Strep B screening: weighing human and financial costs in childbirth
A record-breaking compensation case has reignited debate around the UK’s reluctance to screen expectant mothers for Group B Streptococcus. While other nations opt for routine testing to prevent life-altering infections in newborns, the UK still relies on a risk-based approach - a policy now under intense scrutiny as the human and financial costs of missed diagnoses come into sharp focus.
Published: June 18th, 2025
4 min read
Streptococcus B is a bacteria carried by 20-25% of adults in the UK, typically in the gut or vagina, which is rarely dangerous and largely asymptomatic. It does not often result in illness or infection, but the risk arises during pregnancy where a woman can transmit the bacteria to her baby as it passes down the vaginal birth canal. A baby born by caesarean section is at lower risk.
The human and financial cost of failure to diagnose and treat
A settlement of £35 million was agreed in January 2025 to compensate a child and provide some semblance of a life for that family after their baby was left severely brain-damaged after NHS staff failed to treat the common infection when she was born.
The infant has cerebral palsy and a payment goes some way to safeguard their future. I haven’t seen a copy of the breakdown, but it is reported in the press that the infant will require 2:1 care. Based on experience, that infant will probably require a house, aids and equipment, a deputy to manage the money, therapy and specialist transport and other bespoke assistance to meet her significant needs and ensure she will be cared for even after her family has passed. It assumes a reasonable life expectancy.
When you weigh up the cost of compensation, not to mention the legal fees and the human impact, you question why the NHS does not adopt the approach taken by so many developed countries that routinely test for Streptococcus B.
The Background
This multimillion-pound payout was made by the Great Western Hospital Trust in Swindon, which admitted that they failed to recognise and treat the infant and her mother for the Group B Streptococcus (GBS) bacteria despite clear warning signs, such as the mother having a high temperature.
Had she been treated with antibiotics during pregnancy, the infant would have been born intact. Instead, she wasn’t tested for Strep B despite the existence of a temperature and other red flag signs.
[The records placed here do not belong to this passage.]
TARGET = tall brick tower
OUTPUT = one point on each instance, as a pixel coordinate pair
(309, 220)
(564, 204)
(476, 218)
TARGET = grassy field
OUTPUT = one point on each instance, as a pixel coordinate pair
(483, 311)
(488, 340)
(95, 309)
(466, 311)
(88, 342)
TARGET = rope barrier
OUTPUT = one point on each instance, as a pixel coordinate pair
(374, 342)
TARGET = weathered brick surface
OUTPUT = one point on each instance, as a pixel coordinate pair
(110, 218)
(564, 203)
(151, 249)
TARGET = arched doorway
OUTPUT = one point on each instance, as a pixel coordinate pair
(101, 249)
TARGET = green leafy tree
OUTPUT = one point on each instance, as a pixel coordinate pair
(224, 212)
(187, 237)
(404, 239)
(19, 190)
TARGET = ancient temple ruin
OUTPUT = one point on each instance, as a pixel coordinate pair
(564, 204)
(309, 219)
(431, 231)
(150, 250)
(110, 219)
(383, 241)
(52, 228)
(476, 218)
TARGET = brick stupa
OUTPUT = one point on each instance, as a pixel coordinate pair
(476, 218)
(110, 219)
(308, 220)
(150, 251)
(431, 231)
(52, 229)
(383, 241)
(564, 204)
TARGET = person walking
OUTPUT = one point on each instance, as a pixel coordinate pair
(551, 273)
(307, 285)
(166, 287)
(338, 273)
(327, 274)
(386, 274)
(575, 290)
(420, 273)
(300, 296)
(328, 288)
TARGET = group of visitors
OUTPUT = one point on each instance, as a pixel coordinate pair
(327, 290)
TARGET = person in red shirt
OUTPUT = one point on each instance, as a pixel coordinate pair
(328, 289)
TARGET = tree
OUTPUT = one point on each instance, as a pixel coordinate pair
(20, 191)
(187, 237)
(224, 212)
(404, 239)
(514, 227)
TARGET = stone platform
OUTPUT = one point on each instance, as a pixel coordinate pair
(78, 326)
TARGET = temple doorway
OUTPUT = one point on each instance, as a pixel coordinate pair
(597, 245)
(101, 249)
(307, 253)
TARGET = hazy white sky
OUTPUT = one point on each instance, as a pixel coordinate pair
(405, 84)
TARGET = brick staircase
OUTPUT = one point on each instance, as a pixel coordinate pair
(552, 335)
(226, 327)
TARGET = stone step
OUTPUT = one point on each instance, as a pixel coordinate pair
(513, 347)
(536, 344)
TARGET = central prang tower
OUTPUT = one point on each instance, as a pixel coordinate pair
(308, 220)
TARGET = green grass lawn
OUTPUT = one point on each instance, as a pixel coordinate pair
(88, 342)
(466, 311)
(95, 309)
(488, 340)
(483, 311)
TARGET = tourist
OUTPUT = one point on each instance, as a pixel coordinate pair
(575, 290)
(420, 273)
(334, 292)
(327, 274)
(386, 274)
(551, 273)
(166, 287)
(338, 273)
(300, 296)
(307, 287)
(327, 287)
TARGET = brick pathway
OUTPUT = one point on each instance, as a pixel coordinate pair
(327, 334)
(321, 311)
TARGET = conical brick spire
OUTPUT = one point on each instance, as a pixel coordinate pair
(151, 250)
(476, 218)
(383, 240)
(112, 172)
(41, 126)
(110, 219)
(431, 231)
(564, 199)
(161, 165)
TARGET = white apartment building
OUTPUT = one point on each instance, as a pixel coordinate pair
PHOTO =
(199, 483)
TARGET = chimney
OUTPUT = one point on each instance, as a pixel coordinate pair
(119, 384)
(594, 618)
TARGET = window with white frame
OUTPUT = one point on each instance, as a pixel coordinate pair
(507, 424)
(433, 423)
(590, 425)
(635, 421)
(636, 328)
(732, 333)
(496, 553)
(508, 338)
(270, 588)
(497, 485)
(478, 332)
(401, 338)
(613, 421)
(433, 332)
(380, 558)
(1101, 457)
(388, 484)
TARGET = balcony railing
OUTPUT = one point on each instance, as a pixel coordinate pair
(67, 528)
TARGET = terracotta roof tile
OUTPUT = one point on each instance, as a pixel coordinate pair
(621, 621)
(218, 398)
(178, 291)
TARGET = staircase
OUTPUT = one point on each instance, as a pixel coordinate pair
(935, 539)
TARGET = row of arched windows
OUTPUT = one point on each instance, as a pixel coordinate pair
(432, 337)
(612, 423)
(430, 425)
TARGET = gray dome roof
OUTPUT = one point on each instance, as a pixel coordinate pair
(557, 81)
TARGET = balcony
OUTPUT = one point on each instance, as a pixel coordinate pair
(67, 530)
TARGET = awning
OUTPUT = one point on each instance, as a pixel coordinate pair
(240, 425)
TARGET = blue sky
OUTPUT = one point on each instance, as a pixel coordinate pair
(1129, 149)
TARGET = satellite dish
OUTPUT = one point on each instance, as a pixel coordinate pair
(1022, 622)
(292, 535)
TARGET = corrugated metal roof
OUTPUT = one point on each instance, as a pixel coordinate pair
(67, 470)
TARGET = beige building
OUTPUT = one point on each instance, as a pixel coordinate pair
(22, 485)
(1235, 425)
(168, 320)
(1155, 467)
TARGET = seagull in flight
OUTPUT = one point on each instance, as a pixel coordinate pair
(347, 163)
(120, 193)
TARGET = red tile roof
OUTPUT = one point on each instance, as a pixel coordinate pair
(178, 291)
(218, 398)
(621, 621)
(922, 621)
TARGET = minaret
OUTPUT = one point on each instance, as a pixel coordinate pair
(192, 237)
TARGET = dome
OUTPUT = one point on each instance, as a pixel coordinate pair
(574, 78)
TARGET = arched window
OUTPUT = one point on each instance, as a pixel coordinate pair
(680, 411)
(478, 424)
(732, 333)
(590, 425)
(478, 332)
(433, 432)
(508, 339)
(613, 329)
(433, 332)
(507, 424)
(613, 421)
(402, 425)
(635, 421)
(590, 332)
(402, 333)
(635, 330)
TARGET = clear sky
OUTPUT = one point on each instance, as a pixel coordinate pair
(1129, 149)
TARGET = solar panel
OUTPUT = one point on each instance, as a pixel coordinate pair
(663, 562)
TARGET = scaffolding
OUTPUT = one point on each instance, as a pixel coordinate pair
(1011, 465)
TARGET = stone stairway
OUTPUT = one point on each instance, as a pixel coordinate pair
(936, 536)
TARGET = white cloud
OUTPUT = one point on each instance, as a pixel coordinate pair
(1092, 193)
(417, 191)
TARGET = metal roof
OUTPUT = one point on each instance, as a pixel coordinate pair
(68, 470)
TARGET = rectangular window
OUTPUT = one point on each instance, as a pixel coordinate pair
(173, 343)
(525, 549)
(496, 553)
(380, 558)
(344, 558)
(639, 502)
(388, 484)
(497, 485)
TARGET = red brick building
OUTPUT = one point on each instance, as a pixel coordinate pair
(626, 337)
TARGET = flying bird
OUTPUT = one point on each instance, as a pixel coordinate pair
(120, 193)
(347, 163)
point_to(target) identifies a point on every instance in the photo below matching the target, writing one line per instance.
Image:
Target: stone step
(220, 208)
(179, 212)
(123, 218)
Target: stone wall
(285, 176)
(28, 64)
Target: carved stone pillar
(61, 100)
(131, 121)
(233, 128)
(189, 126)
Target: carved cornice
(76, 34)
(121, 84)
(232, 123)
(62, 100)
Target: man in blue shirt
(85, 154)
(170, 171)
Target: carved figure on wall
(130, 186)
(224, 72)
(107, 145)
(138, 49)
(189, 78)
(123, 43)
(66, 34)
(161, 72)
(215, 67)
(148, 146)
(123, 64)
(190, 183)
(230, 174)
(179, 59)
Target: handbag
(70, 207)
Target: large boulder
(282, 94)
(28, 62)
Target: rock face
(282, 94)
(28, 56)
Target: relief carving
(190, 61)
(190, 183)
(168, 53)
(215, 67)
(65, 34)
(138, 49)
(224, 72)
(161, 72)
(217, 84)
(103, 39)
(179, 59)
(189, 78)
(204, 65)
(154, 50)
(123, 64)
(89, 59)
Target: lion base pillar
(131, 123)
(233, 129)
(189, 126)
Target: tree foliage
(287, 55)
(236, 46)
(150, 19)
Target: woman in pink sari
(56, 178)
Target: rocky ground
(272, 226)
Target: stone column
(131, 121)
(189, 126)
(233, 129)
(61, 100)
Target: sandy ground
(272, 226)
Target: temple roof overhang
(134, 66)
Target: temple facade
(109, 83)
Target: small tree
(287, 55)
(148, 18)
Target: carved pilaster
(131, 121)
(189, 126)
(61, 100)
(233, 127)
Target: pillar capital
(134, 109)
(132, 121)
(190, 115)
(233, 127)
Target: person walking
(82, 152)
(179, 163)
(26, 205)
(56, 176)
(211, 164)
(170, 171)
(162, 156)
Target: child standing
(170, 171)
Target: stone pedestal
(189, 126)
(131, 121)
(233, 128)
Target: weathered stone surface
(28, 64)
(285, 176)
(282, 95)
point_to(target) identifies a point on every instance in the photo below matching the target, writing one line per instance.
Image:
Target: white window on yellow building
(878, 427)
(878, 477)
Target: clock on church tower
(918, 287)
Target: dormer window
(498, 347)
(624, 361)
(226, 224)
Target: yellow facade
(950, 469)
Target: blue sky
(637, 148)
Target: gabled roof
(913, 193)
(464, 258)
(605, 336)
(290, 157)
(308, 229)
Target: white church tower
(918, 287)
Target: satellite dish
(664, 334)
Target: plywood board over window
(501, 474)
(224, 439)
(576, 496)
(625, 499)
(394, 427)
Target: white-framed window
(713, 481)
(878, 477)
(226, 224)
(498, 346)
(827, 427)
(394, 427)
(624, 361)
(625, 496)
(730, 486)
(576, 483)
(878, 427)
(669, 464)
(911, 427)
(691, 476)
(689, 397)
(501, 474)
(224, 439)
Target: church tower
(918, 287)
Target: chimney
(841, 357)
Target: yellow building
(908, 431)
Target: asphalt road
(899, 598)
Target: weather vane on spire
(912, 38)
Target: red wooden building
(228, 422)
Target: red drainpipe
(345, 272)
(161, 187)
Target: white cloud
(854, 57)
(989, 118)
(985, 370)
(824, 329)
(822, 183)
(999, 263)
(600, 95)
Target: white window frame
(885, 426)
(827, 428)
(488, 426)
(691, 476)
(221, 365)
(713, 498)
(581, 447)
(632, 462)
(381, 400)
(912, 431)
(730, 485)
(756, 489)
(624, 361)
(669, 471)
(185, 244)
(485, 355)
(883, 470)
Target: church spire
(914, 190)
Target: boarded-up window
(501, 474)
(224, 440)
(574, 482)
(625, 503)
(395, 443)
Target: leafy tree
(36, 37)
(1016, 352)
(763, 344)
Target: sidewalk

The baby wasn’t given antibiotics intravenously immediately after birth. It was not until 16 hours later that antibiotics were administered, and only after the newborn developed a fever, blotches on her skin and deteriorated. It was too little, too late and she developed Sepsis and Streptococcus B-related meningitis, leaving her severely brain-damaged.
The Current Situation - UK Screening Policy
UK National Screening Committee does not recommend universal screening for GBS in pregnancy
Many women carry the bacteria and most deliver babies without developing an infection.
Screening women late in pregnancy cannot accurately predict which babies will develop GBS infection.
No screening test is entirely accurate. Between 17% and 25% of women who have a positive swab at 35-37 weeks of gestation will be GBS negative at delivery.
Between 5% and 7% of women who are GBS negative at 35-37 weeks of gestation will be GBS positive at delivery.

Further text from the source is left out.